= Vishnupant Moreshwar Chatre =

Vishnupant Moreshwar Chatre (1840-1905) was an Indian circus owner who is considered the founder of the modern Indian circus. His circus company Great Indian Circus was the first circus company in India. Chatre met martial arts trainer Keeleri Kunhikannan when Great Indian Circus toured Thalassery, Kerala in 1887. During the visit Kunjikannan and Chatre signed an agreement, according to which Kunjikannan agreed to train trainees for the circus and Chatre agreed to employ them. This led to the development of the first circus academy in the country.

== Personal life ==
He was born in a small village called Ankalkhop in Sangli, Maharashtra. His father, Moreshwar Chatre, was the treasurer at the palace of Jamkhandi. Since childhood Chatre loved birds and animals.

At the urging of his father, Chatre got married at the age of sixteen. After marriage he got job at stable of Ramdurg Palace. Later, he gone to Gwalior, Madhya Pradesh. There he got a job at the palace stable. At Gwalior, Baba Sahib Apthe, a horse trainer, taught him horse characters, horse training methods etc. At Gwalior, under Ustad Hadhu Khan, he also studied Hindustani classical music.

After leaving Gwalior he became in charge of the stables of Balasahib Patwardhan, the king of the Kurundwad princely state of Sangli. Balasahib also helped Chatre to form his circus company. He trained his second wife Avuda Bai Parulelkar in single trapeze, acrobatics and animal training.

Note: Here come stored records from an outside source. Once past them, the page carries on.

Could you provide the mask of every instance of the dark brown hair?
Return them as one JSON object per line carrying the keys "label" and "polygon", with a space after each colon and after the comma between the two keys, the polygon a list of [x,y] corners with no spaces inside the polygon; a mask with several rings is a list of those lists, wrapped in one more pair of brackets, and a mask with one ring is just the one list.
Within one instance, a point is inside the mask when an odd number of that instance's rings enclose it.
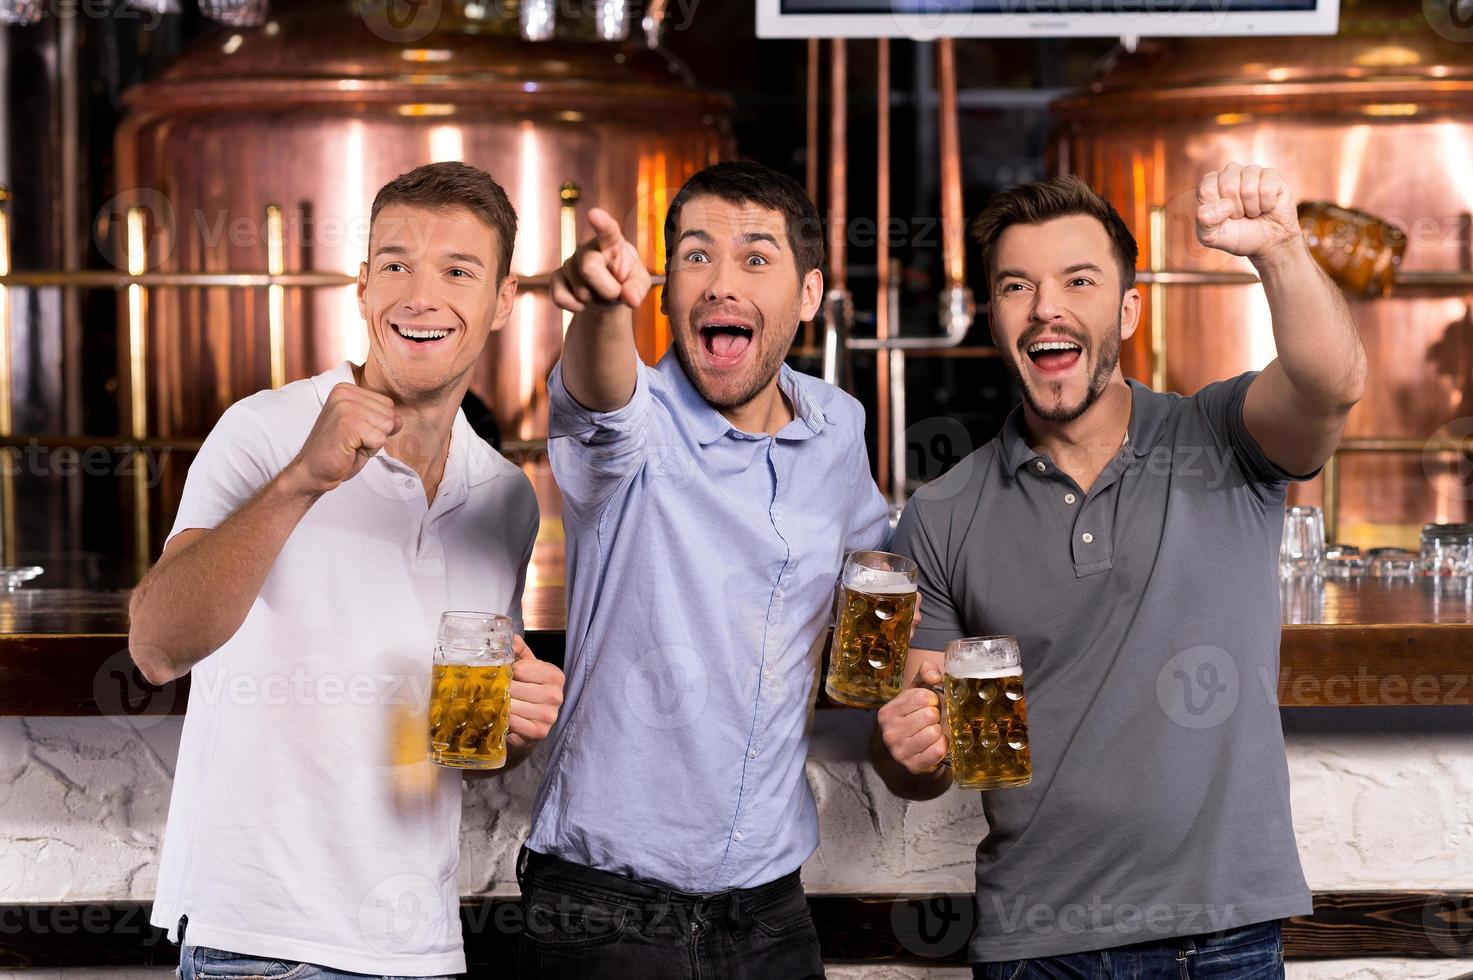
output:
{"label": "dark brown hair", "polygon": [[507,200],[506,191],[486,171],[458,160],[446,160],[400,174],[381,187],[373,199],[370,226],[378,220],[380,211],[393,204],[430,211],[464,208],[496,232],[496,244],[501,250],[496,262],[497,283],[511,271],[511,250],[517,241],[517,212]]}
{"label": "dark brown hair", "polygon": [[760,163],[728,160],[693,174],[670,202],[670,209],[665,212],[667,271],[670,255],[675,250],[675,237],[680,230],[680,209],[691,198],[706,194],[731,204],[755,204],[782,214],[788,227],[788,247],[793,250],[800,282],[811,270],[823,264],[823,228],[818,220],[818,210],[808,199],[803,185]]}
{"label": "dark brown hair", "polygon": [[1013,225],[1036,225],[1071,214],[1083,214],[1105,226],[1120,265],[1120,289],[1135,285],[1135,261],[1140,248],[1120,212],[1073,174],[1020,184],[997,194],[972,222],[972,239],[982,246],[982,268],[987,273],[987,291],[992,292],[996,274],[994,257],[1002,233]]}

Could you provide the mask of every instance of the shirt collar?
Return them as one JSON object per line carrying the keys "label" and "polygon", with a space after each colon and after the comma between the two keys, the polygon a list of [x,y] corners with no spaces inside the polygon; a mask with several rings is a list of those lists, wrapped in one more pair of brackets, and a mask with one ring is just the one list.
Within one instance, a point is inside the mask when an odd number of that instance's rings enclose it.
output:
{"label": "shirt collar", "polygon": [[[685,367],[680,363],[680,355],[676,353],[673,344],[665,352],[665,356],[660,358],[656,370],[670,383],[675,404],[701,445],[709,446],[728,432],[740,431],[696,390],[696,386],[686,375]],[[778,431],[777,438],[808,439],[817,435],[828,422],[814,397],[812,384],[812,378],[799,374],[786,364],[778,368],[777,386],[793,406],[793,421]]]}
{"label": "shirt collar", "polygon": [[[1129,448],[1135,455],[1144,456],[1161,438],[1161,425],[1166,420],[1170,407],[1166,398],[1158,397],[1157,392],[1134,378],[1127,378],[1125,383],[1130,386],[1130,422],[1126,425],[1125,444],[1121,448]],[[1003,460],[1007,463],[1009,473],[1016,473],[1019,467],[1039,458],[1040,454],[1028,444],[1022,405],[1014,406],[1008,413],[1007,421],[1002,426],[1001,438]]]}

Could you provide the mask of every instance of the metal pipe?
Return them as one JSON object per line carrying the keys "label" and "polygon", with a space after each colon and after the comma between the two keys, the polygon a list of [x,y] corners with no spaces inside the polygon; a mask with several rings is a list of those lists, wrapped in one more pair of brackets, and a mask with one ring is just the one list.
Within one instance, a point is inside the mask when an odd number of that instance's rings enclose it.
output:
{"label": "metal pipe", "polygon": [[844,39],[829,42],[833,50],[833,70],[829,78],[829,282],[824,297],[823,314],[823,379],[829,384],[847,388],[849,357],[846,341],[853,317],[847,259],[849,205],[848,181],[848,84]]}
{"label": "metal pipe", "polygon": [[[61,265],[74,271],[82,265],[82,176],[80,119],[82,107],[82,44],[76,17],[58,18],[57,87],[61,110]],[[82,426],[82,298],[67,290],[61,295],[61,397],[63,425]]]}
{"label": "metal pipe", "polygon": [[[0,275],[10,271],[10,189],[0,185]],[[10,414],[12,389],[10,365],[10,290],[0,285],[0,436],[9,436],[13,425]],[[5,466],[0,472],[0,511],[3,524],[0,533],[0,560],[7,566],[16,563],[15,546],[15,468]]]}
{"label": "metal pipe", "polygon": [[[533,276],[517,277],[517,292],[546,292],[552,280],[551,272],[539,272]],[[665,276],[650,273],[653,285],[665,282]],[[358,282],[356,275],[343,272],[287,272],[273,276],[266,272],[143,272],[131,275],[122,272],[106,272],[87,269],[78,272],[43,270],[35,272],[12,272],[0,275],[0,286],[77,286],[84,289],[126,289],[129,286],[145,286],[150,289],[208,286],[221,289],[260,289],[263,286],[288,286],[294,289],[323,289],[334,286],[352,286]]]}
{"label": "metal pipe", "polygon": [[650,0],[639,26],[644,31],[645,46],[658,48],[665,29],[665,0]]}
{"label": "metal pipe", "polygon": [[[890,276],[892,279],[900,278],[900,260],[890,260]],[[900,323],[900,291],[890,290],[890,322]],[[905,404],[905,351],[894,350],[889,355],[890,360],[890,459],[892,462],[892,476],[890,479],[890,502],[893,504],[905,503],[905,484],[907,460],[906,450],[906,404]]]}
{"label": "metal pipe", "polygon": [[[281,205],[266,205],[266,271],[273,276],[286,272],[286,230]],[[271,387],[286,384],[286,287],[266,287],[266,321],[271,352]]]}
{"label": "metal pipe", "polygon": [[1166,269],[1166,209],[1151,208],[1151,278],[1146,287],[1151,303],[1151,388],[1166,390],[1166,284],[1157,278]]}
{"label": "metal pipe", "polygon": [[819,72],[819,40],[816,37],[808,39],[808,104],[804,113],[804,167],[806,169],[804,186],[808,190],[808,200],[818,200],[818,72]]}
{"label": "metal pipe", "polygon": [[[583,188],[577,181],[565,180],[558,190],[558,254],[567,259],[578,250],[578,202],[583,197]],[[517,283],[521,289],[521,283]],[[573,314],[563,310],[563,339],[568,338],[568,327],[573,323]]]}
{"label": "metal pipe", "polygon": [[[890,339],[890,39],[882,37],[875,49],[875,336]],[[898,326],[898,324],[897,324]],[[880,487],[891,481],[892,433],[897,419],[891,414],[890,351],[875,353],[875,472]],[[904,422],[902,410],[899,422]]]}
{"label": "metal pipe", "polygon": [[1340,457],[1331,453],[1325,460],[1325,540],[1338,540],[1340,529]]}
{"label": "metal pipe", "polygon": [[[128,275],[141,276],[148,266],[145,212],[128,208],[127,235]],[[128,432],[142,439],[148,432],[148,293],[137,282],[128,286]],[[133,466],[133,571],[141,580],[148,571],[148,473],[142,451],[135,452]]]}
{"label": "metal pipe", "polygon": [[937,126],[941,141],[941,262],[946,287],[938,314],[948,339],[961,343],[976,304],[967,288],[966,217],[962,210],[962,151],[956,104],[956,43],[936,42]]}

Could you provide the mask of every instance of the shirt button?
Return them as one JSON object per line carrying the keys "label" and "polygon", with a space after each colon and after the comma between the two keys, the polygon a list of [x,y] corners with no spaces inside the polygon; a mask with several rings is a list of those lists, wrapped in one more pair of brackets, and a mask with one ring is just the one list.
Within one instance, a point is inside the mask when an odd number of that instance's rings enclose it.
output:
{"label": "shirt button", "polygon": [[747,753],[747,758],[749,758],[749,759],[755,759],[755,758],[757,758],[757,750],[756,749],[753,749],[752,751],[748,752]]}
{"label": "shirt button", "polygon": [[1038,462],[1034,463],[1033,465],[1038,470],[1038,472],[1040,472],[1040,473],[1042,473],[1044,470],[1048,469],[1048,464],[1045,463],[1041,459]]}
{"label": "shirt button", "polygon": [[405,480],[404,485],[411,490],[414,489],[414,477],[411,476],[409,479]]}
{"label": "shirt button", "polygon": [[1072,503],[1074,503],[1074,494],[1072,494],[1072,493],[1066,493],[1066,494],[1064,494],[1064,503],[1066,503],[1066,504],[1072,504]]}
{"label": "shirt button", "polygon": [[774,599],[781,599],[783,597],[783,590],[779,588],[776,592],[772,594],[772,597]]}
{"label": "shirt button", "polygon": [[738,830],[736,833],[734,833],[734,834],[731,835],[731,839],[732,840],[741,840],[745,836],[747,836],[747,835],[744,834],[744,833],[742,833],[740,830]]}
{"label": "shirt button", "polygon": [[1090,534],[1088,531],[1085,531],[1082,535],[1080,535],[1080,540],[1082,540],[1085,544],[1094,544],[1095,536],[1093,534]]}
{"label": "shirt button", "polygon": [[762,676],[765,677],[765,678],[767,678],[768,680],[772,680],[772,668],[771,667],[763,667],[762,668]]}

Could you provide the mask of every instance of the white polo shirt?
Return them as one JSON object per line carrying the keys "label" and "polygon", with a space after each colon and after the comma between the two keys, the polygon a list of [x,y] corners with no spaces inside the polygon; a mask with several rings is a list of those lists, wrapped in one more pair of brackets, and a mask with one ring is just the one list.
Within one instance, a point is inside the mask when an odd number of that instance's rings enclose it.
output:
{"label": "white polo shirt", "polygon": [[[170,537],[213,528],[296,456],[344,362],[232,405]],[[287,539],[191,672],[152,921],[191,945],[355,973],[465,969],[461,776],[425,756],[440,613],[521,629],[537,501],[457,413],[438,495],[380,452]]]}

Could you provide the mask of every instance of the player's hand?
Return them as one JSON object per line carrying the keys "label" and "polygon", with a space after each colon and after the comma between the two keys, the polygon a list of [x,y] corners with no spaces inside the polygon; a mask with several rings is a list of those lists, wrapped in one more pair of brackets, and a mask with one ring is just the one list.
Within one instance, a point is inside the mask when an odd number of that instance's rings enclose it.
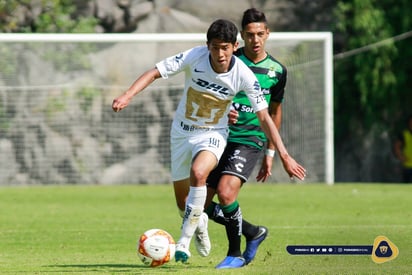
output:
{"label": "player's hand", "polygon": [[239,113],[235,109],[230,109],[228,117],[229,117],[229,125],[236,124],[237,118],[239,117]]}
{"label": "player's hand", "polygon": [[131,98],[128,97],[126,94],[123,94],[123,95],[115,98],[113,100],[113,103],[112,103],[113,111],[119,112],[119,111],[123,110],[124,108],[126,108],[127,105],[129,105],[130,99]]}
{"label": "player's hand", "polygon": [[306,177],[306,169],[297,163],[291,156],[287,155],[280,158],[282,160],[283,167],[285,168],[286,172],[288,173],[290,179],[294,177],[305,180]]}
{"label": "player's hand", "polygon": [[263,157],[262,165],[260,166],[259,172],[256,176],[257,181],[265,182],[272,175],[272,162],[273,157]]}

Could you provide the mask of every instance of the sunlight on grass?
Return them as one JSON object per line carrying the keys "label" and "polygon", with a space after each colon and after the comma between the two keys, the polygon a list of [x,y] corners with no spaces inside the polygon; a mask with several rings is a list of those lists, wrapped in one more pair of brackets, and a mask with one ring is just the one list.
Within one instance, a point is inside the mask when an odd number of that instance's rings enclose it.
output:
{"label": "sunlight on grass", "polygon": [[[412,270],[412,189],[395,184],[246,184],[244,218],[269,228],[255,261],[214,267],[226,254],[224,228],[209,223],[212,252],[188,264],[144,266],[136,242],[150,228],[175,239],[181,219],[171,185],[0,188],[2,274],[408,274]],[[287,245],[372,245],[387,236],[393,261],[370,256],[292,256]],[[244,240],[242,240],[244,247]]]}

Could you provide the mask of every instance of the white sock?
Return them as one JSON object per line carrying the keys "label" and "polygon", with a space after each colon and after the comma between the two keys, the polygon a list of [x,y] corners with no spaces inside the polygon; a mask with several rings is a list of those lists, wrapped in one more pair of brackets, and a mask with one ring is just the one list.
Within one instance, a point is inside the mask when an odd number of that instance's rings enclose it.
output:
{"label": "white sock", "polygon": [[206,202],[206,186],[190,187],[189,196],[186,201],[185,215],[182,222],[181,236],[178,241],[189,249],[190,241],[199,223],[200,215],[203,213],[203,206]]}
{"label": "white sock", "polygon": [[207,216],[207,214],[205,212],[202,213],[202,215],[200,216],[200,219],[199,219],[199,223],[197,224],[197,228],[204,228],[205,227],[205,219],[201,218],[203,215]]}

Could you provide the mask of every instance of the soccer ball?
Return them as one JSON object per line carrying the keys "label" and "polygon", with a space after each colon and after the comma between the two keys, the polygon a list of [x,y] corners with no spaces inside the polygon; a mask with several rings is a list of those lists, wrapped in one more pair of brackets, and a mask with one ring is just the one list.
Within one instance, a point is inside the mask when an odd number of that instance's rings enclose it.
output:
{"label": "soccer ball", "polygon": [[145,265],[161,266],[175,256],[176,244],[172,235],[162,229],[150,229],[140,236],[137,255]]}

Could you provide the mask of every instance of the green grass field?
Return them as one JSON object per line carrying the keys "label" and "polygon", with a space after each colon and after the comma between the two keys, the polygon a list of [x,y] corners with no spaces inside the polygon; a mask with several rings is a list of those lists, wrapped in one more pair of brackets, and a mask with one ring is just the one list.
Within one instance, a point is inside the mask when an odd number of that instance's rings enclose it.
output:
{"label": "green grass field", "polygon": [[[224,228],[209,223],[212,252],[188,264],[144,266],[136,241],[150,228],[175,239],[181,219],[171,185],[0,188],[1,274],[412,274],[412,185],[246,184],[244,217],[269,236],[255,261],[214,267],[226,255]],[[399,256],[295,256],[287,245],[372,245],[384,235]],[[244,246],[244,242],[242,243]]]}

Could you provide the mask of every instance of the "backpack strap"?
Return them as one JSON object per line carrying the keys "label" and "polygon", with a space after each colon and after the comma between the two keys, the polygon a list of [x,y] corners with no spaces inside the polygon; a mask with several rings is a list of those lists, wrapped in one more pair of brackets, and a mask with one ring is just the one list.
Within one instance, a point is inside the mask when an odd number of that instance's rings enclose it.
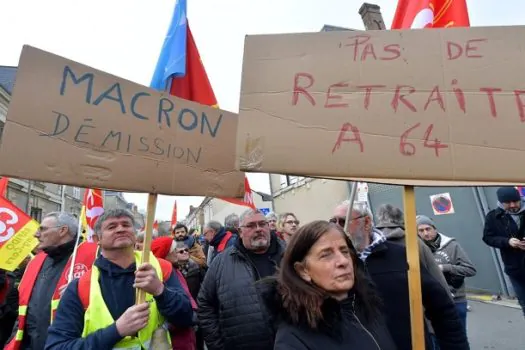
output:
{"label": "backpack strap", "polygon": [[89,306],[89,290],[91,288],[91,270],[86,272],[82,277],[78,279],[78,298],[80,303],[87,310]]}
{"label": "backpack strap", "polygon": [[159,261],[160,269],[162,270],[162,282],[166,282],[171,276],[173,265],[164,259],[157,258],[157,260]]}
{"label": "backpack strap", "polygon": [[217,252],[220,253],[226,248],[226,244],[228,244],[228,241],[230,238],[232,238],[232,233],[230,231],[226,232],[224,237],[222,237],[221,243],[219,243],[219,246],[217,247]]}

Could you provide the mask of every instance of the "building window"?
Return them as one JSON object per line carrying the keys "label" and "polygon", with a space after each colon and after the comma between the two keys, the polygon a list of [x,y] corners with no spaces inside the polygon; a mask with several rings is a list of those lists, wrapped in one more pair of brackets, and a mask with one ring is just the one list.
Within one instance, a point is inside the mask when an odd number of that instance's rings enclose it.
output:
{"label": "building window", "polygon": [[31,217],[36,221],[42,221],[42,208],[31,207]]}
{"label": "building window", "polygon": [[303,176],[281,175],[281,188],[294,185],[300,181],[303,181],[304,179],[305,177]]}
{"label": "building window", "polygon": [[73,187],[73,197],[76,199],[80,199],[80,188],[79,187]]}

In 1890, after handing over circus charges to his brother, Chatre settled in Indore with his classical music master Ustad Rahmat Khan. He was an acute diabetic patient. He died on February 20, 1905, at Indore.

== Birth of Indian circus ==

In 1879, the Royal Italian Circus by Giuseppe Chiarini toured India. Before all his shows started, he would tell the audience that India did not have a proper circus and would have to wait many more years to develop one. In addition, he offered "a thousand British Indian rupees" and a horse as a gift to anyone who could repeat his daring stage effects within six months.

Accepting the challenge, on March 20, 1880, Chatre came to perform his circus at the Kurundwad Palace Grounds, but Chiarini did not come to see it. After this Vishnupant Chatre bought most of the circus equipment from Chiarini. Within a year, he formed a new circus company called the Great Indian Circus. This was the first circus company in India. Chatre's Great Indian Circus toured various parts of India and other countries. He eventually merged his circus company with his cousin's company to form a company called the Karlaker Grand Circus. The Karlaker Grand Circus lasted until 1935.

== Awards and honours ==
Bombay University honoured him giving the title "Professor".